Several robotics startups are quietly recruiting independent contractors worldwide to record mundane daily activities—from making coffee to folding laundry—to create training datasets for next-generation humanoid robots, according to sources familiar with the projects.
The initiative, dubbed Project Daily by insiders, aims to capture thousands of hours of first-person video footage showing human-object interactions in diverse home and workplace environments. Three startups confirmed to be involved include Silicon Valley-based Embodied AI and two European firms operating in stealth mode.
‘We’re building the largest repository of real-world physical intelligence,’ said an engineer at one participating company who requested anonymity due to non-disclosure agreements. ‘Most robotics training currently uses simulated environments or staged lab footage.’
Privacy advocates have raised concerns about the program’s data collection methods.
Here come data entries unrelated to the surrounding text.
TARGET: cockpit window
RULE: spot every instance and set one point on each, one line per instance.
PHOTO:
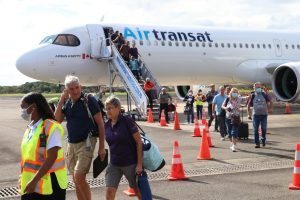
(66, 40)
(48, 39)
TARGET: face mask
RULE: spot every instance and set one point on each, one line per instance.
(25, 115)
(234, 94)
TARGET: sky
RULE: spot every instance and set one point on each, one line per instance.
(26, 22)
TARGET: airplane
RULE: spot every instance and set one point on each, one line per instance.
(181, 56)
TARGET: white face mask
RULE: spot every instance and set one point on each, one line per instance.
(25, 115)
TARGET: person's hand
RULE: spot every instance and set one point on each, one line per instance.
(30, 187)
(138, 169)
(102, 153)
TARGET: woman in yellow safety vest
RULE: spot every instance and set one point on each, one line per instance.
(43, 171)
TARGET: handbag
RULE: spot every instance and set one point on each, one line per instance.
(144, 186)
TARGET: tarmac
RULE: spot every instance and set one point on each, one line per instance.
(249, 173)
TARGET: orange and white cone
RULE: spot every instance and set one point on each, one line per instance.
(204, 152)
(296, 182)
(197, 132)
(177, 172)
(176, 122)
(287, 109)
(150, 116)
(163, 118)
(130, 192)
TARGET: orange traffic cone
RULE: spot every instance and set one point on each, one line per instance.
(287, 109)
(150, 116)
(197, 132)
(208, 139)
(176, 122)
(296, 183)
(163, 118)
(204, 153)
(177, 172)
(130, 192)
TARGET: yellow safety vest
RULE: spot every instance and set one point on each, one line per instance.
(197, 101)
(33, 157)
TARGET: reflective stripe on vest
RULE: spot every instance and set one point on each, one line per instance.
(33, 157)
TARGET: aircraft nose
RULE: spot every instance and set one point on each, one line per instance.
(26, 63)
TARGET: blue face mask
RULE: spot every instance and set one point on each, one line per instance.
(258, 90)
(234, 94)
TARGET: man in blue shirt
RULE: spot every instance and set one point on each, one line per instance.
(217, 110)
(73, 105)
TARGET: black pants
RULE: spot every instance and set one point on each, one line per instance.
(149, 95)
(222, 125)
(211, 117)
(165, 107)
(58, 193)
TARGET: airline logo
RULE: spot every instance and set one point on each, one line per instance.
(138, 34)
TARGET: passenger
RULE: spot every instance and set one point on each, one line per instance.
(199, 99)
(125, 148)
(43, 175)
(124, 51)
(217, 110)
(81, 132)
(262, 105)
(133, 51)
(149, 88)
(164, 100)
(189, 98)
(233, 119)
(134, 66)
(209, 98)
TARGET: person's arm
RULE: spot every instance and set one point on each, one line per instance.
(99, 121)
(138, 141)
(51, 157)
(59, 116)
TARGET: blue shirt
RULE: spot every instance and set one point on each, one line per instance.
(218, 101)
(78, 122)
(122, 146)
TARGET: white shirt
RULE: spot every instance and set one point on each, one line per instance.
(54, 140)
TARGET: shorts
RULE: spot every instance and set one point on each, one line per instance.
(79, 158)
(114, 174)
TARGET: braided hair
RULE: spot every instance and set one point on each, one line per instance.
(42, 105)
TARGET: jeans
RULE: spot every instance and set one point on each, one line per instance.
(199, 111)
(188, 116)
(232, 130)
(262, 120)
(221, 123)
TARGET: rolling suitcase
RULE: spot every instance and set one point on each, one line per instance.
(243, 130)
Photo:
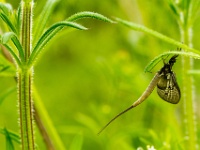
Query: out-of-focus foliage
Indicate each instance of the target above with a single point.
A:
(84, 85)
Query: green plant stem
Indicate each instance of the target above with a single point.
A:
(25, 81)
(41, 110)
(188, 95)
(25, 106)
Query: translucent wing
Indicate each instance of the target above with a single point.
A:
(168, 89)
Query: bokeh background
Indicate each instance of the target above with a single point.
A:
(85, 78)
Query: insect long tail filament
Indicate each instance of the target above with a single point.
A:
(144, 96)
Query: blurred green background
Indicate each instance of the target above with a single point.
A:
(85, 78)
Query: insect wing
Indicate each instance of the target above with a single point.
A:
(168, 89)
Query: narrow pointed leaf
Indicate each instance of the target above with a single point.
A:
(156, 34)
(87, 14)
(12, 36)
(5, 94)
(194, 72)
(9, 143)
(15, 137)
(49, 34)
(43, 18)
(13, 54)
(77, 142)
(156, 60)
(8, 22)
(6, 8)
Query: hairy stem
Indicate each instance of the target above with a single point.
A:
(25, 81)
(188, 93)
(25, 106)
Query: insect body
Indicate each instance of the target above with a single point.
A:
(167, 88)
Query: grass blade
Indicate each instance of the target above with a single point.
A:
(6, 94)
(8, 22)
(87, 14)
(49, 34)
(10, 35)
(43, 18)
(156, 34)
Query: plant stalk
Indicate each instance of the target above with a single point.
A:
(190, 135)
(25, 81)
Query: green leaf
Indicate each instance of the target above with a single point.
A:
(13, 135)
(174, 7)
(43, 18)
(194, 72)
(6, 19)
(13, 54)
(9, 137)
(9, 143)
(10, 35)
(49, 34)
(5, 94)
(156, 60)
(156, 34)
(6, 8)
(87, 14)
(77, 142)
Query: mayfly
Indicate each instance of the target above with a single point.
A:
(167, 88)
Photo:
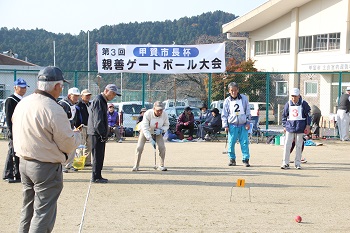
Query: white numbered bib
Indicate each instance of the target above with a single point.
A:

A leaked contractor agreement reviewed by our team shows participants must record at least 40 hours per month using body-mounted cameras, with compensation starting at $15/hour.
The effort comes as Tesla, Figure AI, and other major players accelerate humanoid robot development. Analysts suggest such datasets could provide competitive advantages in teaching robots to manipulate everyday objects—a persistent challenge in the field.
Industry observers note the approach mirrors early self-driving car development, where real-world footage proved critical for training AI systems. However, some researchers warn that unconstrained real-world data collection may inherit human biases and unsafe behaviors.